Cramer’s face stayed impassive. He spun round in his chair and took a laptop computer from atop a large mahogany credenza. Then he placed it on his desk and started typing. His hands engulfed the keyboard, but his big thick fingers moved with virtuosic speed and accuracy: it’s easy to tell when someone has to backspace to make a correction, and I never saw him do it. When he was done, he studied the screen for several long seconds. I guessed that he was checking up on my answers.
Let him, I thought.
Across the desk, Cramer lifted his eyes to mine. They showed nothing. I’d have hated to play poker with him.
“Tell me about your favorite Connie Francis song,” he said.
“That’s easy. ‘Everybody’s Somebody’s Fool.’ She hit number one with it in 1960. It was originally written as a blues ballad, strangely enough, but she converted it into a sort of polka number—she was actually aiming the song at what was then the West German market—and—”
Cramer held up his hand and I stopped.
“How do you know so much about this?” he asked.
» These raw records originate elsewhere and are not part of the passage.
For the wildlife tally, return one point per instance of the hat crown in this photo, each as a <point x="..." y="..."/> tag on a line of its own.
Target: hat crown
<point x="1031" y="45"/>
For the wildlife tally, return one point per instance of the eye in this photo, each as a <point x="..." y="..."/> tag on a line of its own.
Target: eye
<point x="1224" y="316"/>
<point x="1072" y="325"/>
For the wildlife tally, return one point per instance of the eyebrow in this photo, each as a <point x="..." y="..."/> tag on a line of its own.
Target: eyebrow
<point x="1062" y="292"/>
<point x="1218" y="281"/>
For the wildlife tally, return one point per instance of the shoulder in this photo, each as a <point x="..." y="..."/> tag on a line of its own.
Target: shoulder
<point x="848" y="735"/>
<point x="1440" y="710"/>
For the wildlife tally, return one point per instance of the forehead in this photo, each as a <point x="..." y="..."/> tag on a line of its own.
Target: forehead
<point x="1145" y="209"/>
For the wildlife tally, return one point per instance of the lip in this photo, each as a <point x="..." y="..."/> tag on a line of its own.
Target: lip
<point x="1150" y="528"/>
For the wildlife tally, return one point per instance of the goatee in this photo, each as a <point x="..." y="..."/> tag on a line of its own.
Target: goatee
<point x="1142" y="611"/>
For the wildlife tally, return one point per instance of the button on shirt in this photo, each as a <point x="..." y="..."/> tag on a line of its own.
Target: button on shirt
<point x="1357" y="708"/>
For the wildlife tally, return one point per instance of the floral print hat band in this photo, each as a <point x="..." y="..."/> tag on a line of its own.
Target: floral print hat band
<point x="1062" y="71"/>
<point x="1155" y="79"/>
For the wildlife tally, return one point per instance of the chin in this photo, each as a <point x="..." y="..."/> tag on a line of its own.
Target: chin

The tone of his voice was as close to that of a normal human being as I’d ever heard it in the short time I’d known him.
You mean you don’t know? I thought, but didn’t say. I would be a magnanimous winner. All I wanted to do now was get out of here, eat an early lunch, and maybe spend a few hours at the park—Belmont Park. There was something in the fifth race that looked promising, and the track was right on my way home. (Either that, or I’d wake up from this crazy-assed dream and see whether there was anything in the apartment to eat for breakfast.)
“I had a department head in the Navy who knew all there was to know about the music of that era,” I said, “and he never got tired of illustrating the fact. More out of self-defense than anything else, I read up a little on the subject. Before I knew it, I was hooked.”
Cramer nodded. “Indeed,” he said.
“I’m something of a trivia addict anyway,” I continued, quasi-apologetically. “Old movies and TV, too. Even radio. My mother believed in reincarnation; she always used to tell me that’s how I knew all that stuff.”